I thought about this the other day when I visited Eva.  She and her husband were the entertainers from Hawaii who I have mentioned in other writings.  He’s been gone for more years than I remember, and now with her AD and circumstances dictating the remainder of her life she lives in a very nice full-care facility.  Walking through the halls I was aware of so many lonely souls sitting in their wheelchairs outside of their rooms, and I wonder who they are and about those who still share their lives.  Sofia’s husband Don has a phrase that I often think about when I visit people with full dependency on a nursing home:  “A mother can care for seven children, but seven children can’t seem to take care of one mother.”  It’s only a phrase, but following that first capital letter and the ending period, there’s a lot of truth in those few words.

I found Eva in front of her room matching the forlorn description of the others. Tiny little thing sitting there by herself, looking lost, lonely and pitiful, and I couldn’t help but feel a stab of melancholy as she scanned the area – searching – waiting.  “Let’s go for a ride,” I suggested, securing the foot rest, and then wheeling her through an open door.  It was pleasantly warm outside, so that’s where we went.  I parked her chair in the shade with ribbons of filtered sun teasing the shadowed greenery.  “Where……,” she stammered.  “What is it?” I coaxed.  “Where is my family?” she asked looking puzzled about her surroundings.  That’s the trouble with AD; the answer has been given, but the question keeps rising to the surface.  “All of your children except for Matthew live very far away,” I reminded her.  “They come when they can, but I know Matthew is here to see you almost every day.  I’m sure he’ll come later this afternoon.”  I think of Eva remembering how she was:  beautiful and vivacious in her brightly colored and fitted muumuus, and so filled with charm as she strummed her ukulele and sang melodies from the Islands and pop tunes of the day.   Now I feel overwhelmingly sad that the life she knew, her home and all that was familiar are gone.

Rather than making small talk I sing to Eva.  To those who know me really well my singing is a joke, but I’m not making conversation, nor do I, for one minute, think I’m the entertainment du jour.  I’m communicating with her spirit.  This I believe.  Eva relates to music so I softly sing some of her favorite hymns and songs I recall from her entertaining days.  She manages to join in with a few words and she smiles, and for that little while she appears to be content.
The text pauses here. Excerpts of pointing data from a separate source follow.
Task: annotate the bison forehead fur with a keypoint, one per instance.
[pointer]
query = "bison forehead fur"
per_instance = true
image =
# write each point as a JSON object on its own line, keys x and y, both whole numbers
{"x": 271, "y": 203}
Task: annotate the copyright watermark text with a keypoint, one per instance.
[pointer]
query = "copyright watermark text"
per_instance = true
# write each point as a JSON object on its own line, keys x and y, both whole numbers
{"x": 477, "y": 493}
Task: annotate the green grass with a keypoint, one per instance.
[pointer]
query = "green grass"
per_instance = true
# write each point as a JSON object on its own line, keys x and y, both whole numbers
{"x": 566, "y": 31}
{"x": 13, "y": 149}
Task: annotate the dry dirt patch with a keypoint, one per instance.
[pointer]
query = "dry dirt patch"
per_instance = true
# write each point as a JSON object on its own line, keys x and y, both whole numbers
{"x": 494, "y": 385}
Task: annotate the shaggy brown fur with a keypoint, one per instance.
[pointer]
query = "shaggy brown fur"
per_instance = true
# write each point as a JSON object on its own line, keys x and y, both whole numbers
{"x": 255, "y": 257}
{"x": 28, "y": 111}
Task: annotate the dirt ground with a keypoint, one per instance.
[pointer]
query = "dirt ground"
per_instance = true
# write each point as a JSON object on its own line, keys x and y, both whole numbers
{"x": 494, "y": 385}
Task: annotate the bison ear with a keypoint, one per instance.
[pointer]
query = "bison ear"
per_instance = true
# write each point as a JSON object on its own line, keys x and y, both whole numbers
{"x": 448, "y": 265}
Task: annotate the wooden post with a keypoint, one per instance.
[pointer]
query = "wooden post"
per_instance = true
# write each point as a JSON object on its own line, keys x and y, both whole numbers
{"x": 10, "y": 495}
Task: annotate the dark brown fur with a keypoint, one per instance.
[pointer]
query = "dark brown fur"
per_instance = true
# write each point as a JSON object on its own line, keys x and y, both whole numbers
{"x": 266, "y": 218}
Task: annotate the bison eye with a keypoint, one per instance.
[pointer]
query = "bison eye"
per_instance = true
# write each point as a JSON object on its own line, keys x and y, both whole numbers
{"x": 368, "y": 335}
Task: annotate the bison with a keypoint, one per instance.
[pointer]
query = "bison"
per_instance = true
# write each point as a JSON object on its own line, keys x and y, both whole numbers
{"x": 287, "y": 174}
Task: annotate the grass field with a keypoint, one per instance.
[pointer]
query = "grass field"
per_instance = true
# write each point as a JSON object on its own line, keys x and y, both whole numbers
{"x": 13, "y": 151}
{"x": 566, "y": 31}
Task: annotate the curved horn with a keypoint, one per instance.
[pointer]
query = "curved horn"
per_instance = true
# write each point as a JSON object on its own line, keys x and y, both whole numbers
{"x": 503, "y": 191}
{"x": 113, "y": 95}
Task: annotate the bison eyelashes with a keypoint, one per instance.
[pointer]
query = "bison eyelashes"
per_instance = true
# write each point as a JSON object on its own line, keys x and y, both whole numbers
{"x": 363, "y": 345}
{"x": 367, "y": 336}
At 90 most of her friends are gone, others are not capable of travel, but I do believe there is a self-imposed detachment that happens with some friendships – and even some family members concerning these last years. I know with certainty that many people claim they don’t have the capability of coping with seeing their friend or loved one in a care facility, hospital, or even visiting the infirmed or elderly in their home; “Too depressing.  I just can’t deal with it.  It hurts me too much,” I’ve heard people say.  I understand because my father was that way.  Yet, I want to scold and remind them, “This isn’t about you.  It’s about Eva, Uncle John, Rose, grandpa, your sister, brother, your father, or Frances’ Aunt Tillie.” You need to strive to bring some joy and a little companionship into that person’s life.  Forget about yourself.  It’s called love and compassionate service, and the more you participate in reaching out to others, the more you grow as a person.  Pretty soon, you’ll even catch the spirit and you’ll be surprised at how good you will feel when bringing some brightness into another’s life.  I could say all this, but I won’t.  It isn’t my place, but if Frances were here, she would.  She might also tell them a few funny stories about the rusting years.

Originally posted 2011-12-03 01:59:36.